ここからわずか15分も歩けば、日本で最もにぎやかな繁華街の一つである銀座に着く。プラダ、ルイ・ヴィトン、アルマーニの高級ブティックがずらりと並び、フランスから来た1個40万円のバッグや100万円を超えるスイスの腕時計が売れていく。昼間の気温は20度近いのに、毛皮のジャケットを着て歩く若い女性も目立った。
日本で格差が急激に広がっていることを、強く感じた。駅の電光掲示板には、「XX駅で人身事故」という報せが1日に何回も載る。経済大国ニッポンでは毎年3万人を超える人々が自殺するが、彼らの多くは格差社会の犠牲者である。
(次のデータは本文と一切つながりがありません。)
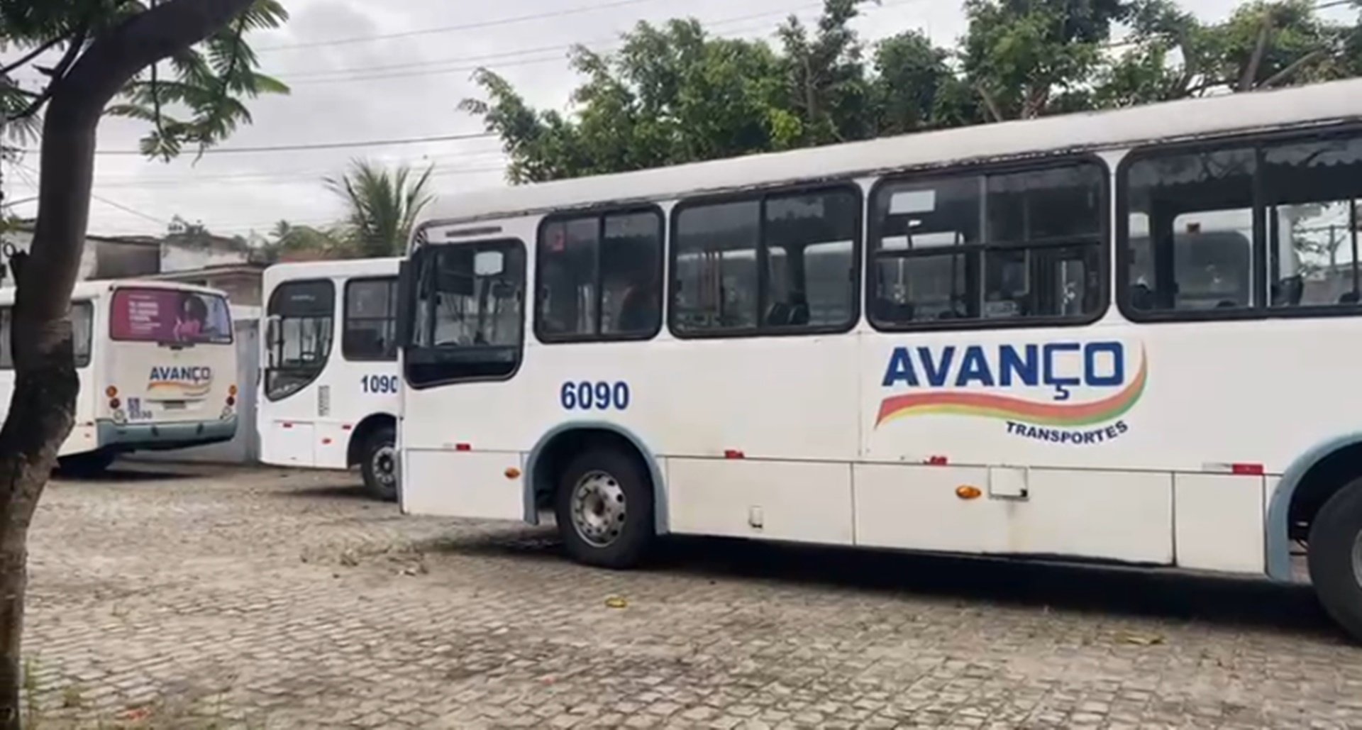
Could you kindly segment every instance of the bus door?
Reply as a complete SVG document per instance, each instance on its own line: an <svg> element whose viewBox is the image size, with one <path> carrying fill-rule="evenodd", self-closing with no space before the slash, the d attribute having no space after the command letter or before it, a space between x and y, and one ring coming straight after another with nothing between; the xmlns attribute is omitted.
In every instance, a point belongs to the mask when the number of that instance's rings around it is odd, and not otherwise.
<svg viewBox="0 0 1362 730"><path fill-rule="evenodd" d="M501 384L524 355L524 244L424 245L400 287L403 509L522 518L523 496L505 475L520 467L520 424ZM425 486L448 483L460 490Z"/></svg>
<svg viewBox="0 0 1362 730"><path fill-rule="evenodd" d="M315 466L317 419L330 415L330 387L319 383L335 332L335 283L283 282L266 304L260 400L262 459Z"/></svg>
ドイツでも、市民の間で所得や資産の格差は広がっている。この国の個人資産は5兆4000億ユーロ(約864兆円)。ドイツ経済研究所(DIW)によると、全体の10%に当たる最も裕福な市民が、国全体の個人資産の6割を持っている。ドイツ最大手の銀行ドイチェ・バンクのアッカーマン頭取は、毎年17億9000万円の収入がある。これに対し、市民の3分の2は資産らしい資産を持っていない。
地域差も大きい。旧西ドイツ市民の平均資産額は9万1500ユーロ(1464万円)だが、これは旧東ドイツ市民の2.5倍である。統一から17年経っても経済格差が縮まらないことは、社会主義体制が残したつめ跡がいかに深いかを物語っている。
財界と太いパイプを持つシュレーダー前首相は、企業の国際競争力を高めるために法人税を引き下げ、社会保障サービスを削って、企業の負担を減らすことに力を入れてきた。この政策が、ドイツ社会で格差を広げる原因になったことは間違いない。
ドイツ人は、キリスト教的価値観の影響で、いまも米国人や日本人に比べて社会的正義(Soziale Gerechtigkeit)を重く見る傾向がある。私は、社会民主党(SPD)の支持者が減って左派政党に共感する市民が増えていることに、「格差社会を変えなくてはならない」という世論の動きを感じる。SPDがハルツIV法の見直しを決めたことも、同じ文脈の中にある。
鉄道の機関士たちが波状的にストを繰り返しているが、市民の間から大きな反発の声は上がっていない。むしろ低賃金で働かされている機関士たちに理解を示す人が多いことも、「所得の格差拡大に歯止めをかけなくてはならない」という姿勢を感じる。外国の投資ファンドから買収を仕掛けられたときに企業を守るような法律を施行するべきだという意見が強いことも、市民の米国型資本主義への強い不信感を表している。
シュレーダー氏が導入した改革への反発として、私は今後ドイツで左派政党への支持が強まるのではないかという印象を持っている。